The glider school was closed in March, 1943 as part of the drawdown of the Army Air Forces glider training program. However, the facility got a second life as a Contract Flying School, and was re-equipped with PT-17 Stearman primary flight trainers. Renamed Echeverria Field, it was re-garrisoned by the 16th Flying Training Detachment. Flight training was carried out by the Claiborne Flight Academy. With the switchover to powered flight training, the main runway was extended to 4,500' and a satellite airfield was established for emergencies near Aguila, AZ.

The cadets at the school received both ground and flight instruction; with a ratio of one instructor to one cadet for the nine-week course. The mission of the school was to train the best pilots possible for the USAAF, and this was done with a highly rigorous and demanding course of which many cadets were unable to complete satisfactory.
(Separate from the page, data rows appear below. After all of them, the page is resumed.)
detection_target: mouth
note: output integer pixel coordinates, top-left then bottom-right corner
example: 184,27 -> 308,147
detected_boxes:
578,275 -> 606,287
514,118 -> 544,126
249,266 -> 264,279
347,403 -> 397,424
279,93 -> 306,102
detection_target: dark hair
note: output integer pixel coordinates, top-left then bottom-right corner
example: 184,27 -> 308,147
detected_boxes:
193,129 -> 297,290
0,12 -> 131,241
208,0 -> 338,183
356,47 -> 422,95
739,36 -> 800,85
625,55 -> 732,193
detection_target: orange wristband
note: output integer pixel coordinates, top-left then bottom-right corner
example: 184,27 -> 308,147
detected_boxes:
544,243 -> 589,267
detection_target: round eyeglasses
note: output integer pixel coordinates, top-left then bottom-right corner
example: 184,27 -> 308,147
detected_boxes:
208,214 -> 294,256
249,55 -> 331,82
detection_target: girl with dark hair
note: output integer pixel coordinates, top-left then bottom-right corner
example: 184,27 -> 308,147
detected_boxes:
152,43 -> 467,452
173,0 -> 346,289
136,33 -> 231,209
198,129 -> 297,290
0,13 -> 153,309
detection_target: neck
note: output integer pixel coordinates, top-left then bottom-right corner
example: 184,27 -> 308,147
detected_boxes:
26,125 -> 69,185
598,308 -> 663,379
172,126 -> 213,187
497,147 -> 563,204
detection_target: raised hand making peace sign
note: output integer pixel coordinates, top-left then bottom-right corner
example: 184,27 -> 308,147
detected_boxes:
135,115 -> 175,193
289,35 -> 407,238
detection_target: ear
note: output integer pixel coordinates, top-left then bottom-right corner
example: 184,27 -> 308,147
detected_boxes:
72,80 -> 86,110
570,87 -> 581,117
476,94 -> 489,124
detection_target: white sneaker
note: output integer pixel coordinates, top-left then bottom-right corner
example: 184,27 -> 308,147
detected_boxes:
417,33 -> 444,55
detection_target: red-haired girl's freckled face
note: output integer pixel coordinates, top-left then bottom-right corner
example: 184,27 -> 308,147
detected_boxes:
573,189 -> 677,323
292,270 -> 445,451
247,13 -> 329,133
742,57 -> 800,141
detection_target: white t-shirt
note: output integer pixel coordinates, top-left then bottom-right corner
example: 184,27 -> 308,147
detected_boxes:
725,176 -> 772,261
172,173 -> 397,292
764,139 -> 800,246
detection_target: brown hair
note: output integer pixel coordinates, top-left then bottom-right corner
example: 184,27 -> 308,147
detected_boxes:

In addition to pilots, a ground mechanic school was conducted with the same high level of training and demands on the students.

Echeverria Field was inactivated in April 1944 with the drawdown of AAFTC's pilot training program. The airfield was turned over to civil control at the end of the war though the War Assets Administration (WAA).

===Civil use===
The field was used by various private entities after the war, including being a prison & housing migrant workers. Wickenburg was used at some point between 1958 and 1962 as a municipal airport for Wickenburg until a new facility was built closer to town.

Today the facility is abandoned. The main runway appears to have been extended after the war, secondary barely visible in aerial photography. Derelict hangar and a minor structure still standing, however some concrete building foundations is all that remain of the airport/airfield ground station and a street pattern in derelict condition.